If you left a rukn out of forgetfulness and you reached the next rakah, then the rakah in which you left the rukn is invalid and the following rakah takes its place.

If you did not reach the next rakah, you must return to the rukn you omitted and perform it and follow it by what comes after it in the course of the salah.

In both of the above situations, you offer the “prostration of forgetfulness”.

Missing a Wajib (Obligatory act of salah)

If you leave out something wajib unintentionally, like the first tashahhud or a prostration, you simply do sajdah as-sahw at the conclusion of prayer.  However, it is left intentionally, then the prayer is invalid.

Missing a Recommended Act in Prayer

You do not have to make the “prostration of forgetfulness” if you forget to perform one of the recommended acts of prayer.

Method of Sajdah as-sahw

You have a choice between two ways of doing it:

1.    Immediately before tasleem at the end of salah.

Before concluding the prayer with tasleem, you say Allahu Akbar, and then make the first prostration.

In the prostration you say, Subha-na Rabbi al-A'la three times. Then you say Allahu Akbar and return to the sitting position.

Then you say Allahu Akbar again and make the second prostration and say the same words as you did in the first prostration.

You then say Allahu Akbar for the last time, return to the sitting position, and turn your head to the right and then to the left, saying each time “As-Salamu 'Alaikum wa-Rahmatullah.”

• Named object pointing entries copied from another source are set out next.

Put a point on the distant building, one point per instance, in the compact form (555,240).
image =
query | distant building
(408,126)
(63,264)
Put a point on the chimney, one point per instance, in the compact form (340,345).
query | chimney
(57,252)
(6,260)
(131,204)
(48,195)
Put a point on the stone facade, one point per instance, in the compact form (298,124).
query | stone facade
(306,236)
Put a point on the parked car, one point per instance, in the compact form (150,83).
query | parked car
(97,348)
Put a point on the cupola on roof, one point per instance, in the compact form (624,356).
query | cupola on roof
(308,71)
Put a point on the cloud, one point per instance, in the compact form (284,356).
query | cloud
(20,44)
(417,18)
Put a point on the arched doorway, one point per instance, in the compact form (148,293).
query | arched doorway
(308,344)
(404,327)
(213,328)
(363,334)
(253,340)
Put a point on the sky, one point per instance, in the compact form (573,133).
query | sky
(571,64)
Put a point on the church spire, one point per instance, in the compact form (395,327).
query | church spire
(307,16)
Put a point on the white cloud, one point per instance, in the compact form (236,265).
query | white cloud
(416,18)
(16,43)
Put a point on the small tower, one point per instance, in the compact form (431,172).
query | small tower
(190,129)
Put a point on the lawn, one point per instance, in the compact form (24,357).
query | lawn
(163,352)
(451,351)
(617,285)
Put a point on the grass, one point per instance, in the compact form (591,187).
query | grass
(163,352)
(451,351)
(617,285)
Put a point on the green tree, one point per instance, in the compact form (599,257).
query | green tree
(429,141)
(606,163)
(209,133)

2.    Doing it after tasleem.

Another way is to continue your salah and end it with tasleem as you normally would.

After that you say Allahu Akbar and prostrate for your first prostration, and say Subha-na Rabbi al-A'la three times. Then you say Allahu Akbar and return to the sitting position.

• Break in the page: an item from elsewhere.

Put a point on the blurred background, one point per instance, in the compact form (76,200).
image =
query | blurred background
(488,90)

Then you say Allahu Akbar again and do your second prostration and say Subha-na Rabbi al-A'la three times.

Finally, you say Allahu Akbar the last time and return to the sitting position, and then turn your face to the right saying “As-Salamu 'Alaikum wa-Rahmatullah.”

Further Notes/Examples

1.    If you realize before making tasleem that you have added anything to the salah, for example an extra rakah, you may do sajdah as-sahw before or after tasleem.

2.    If you did not pray one or more rakah, you must get up and complete them, then at the conclusion of prayer you do sajdah as-sahw.

3.    If you forgot to perform sajdah as-sahw, but remembered shortly afterwards, then you should do it as soon as you remember it.  However, if a long time has passed, then you do not have to do anything and your prayer is still valid. 

4.    If the Imam offers sajdah as-sahw, everyone else behind him also does it, even if no individual made a mistake.

5.    If you make a mistake behind an Imam, you do not offer your own sajdah as-sahw because the Prophet said, “Indeed, the Imam was made to be followed.”[1]

6.    What do you do it you are uncertain about how many rakahs you have prayed? You assume and go by the number you are more certain of.  For example, in a four rakah prayer, you think you more likely prayed three rakahs, then you pray another one and do sajdah as-sahw. If you think you prayed four rakahs, all you do is do sajdah as-sahw at the end. If you are unable to decide which of the two is more probable, it could have been three or four rakahs, you assume and go by the lesser count, i.e. three rakahs. You pray another rakah and then do sajdah as-sahw.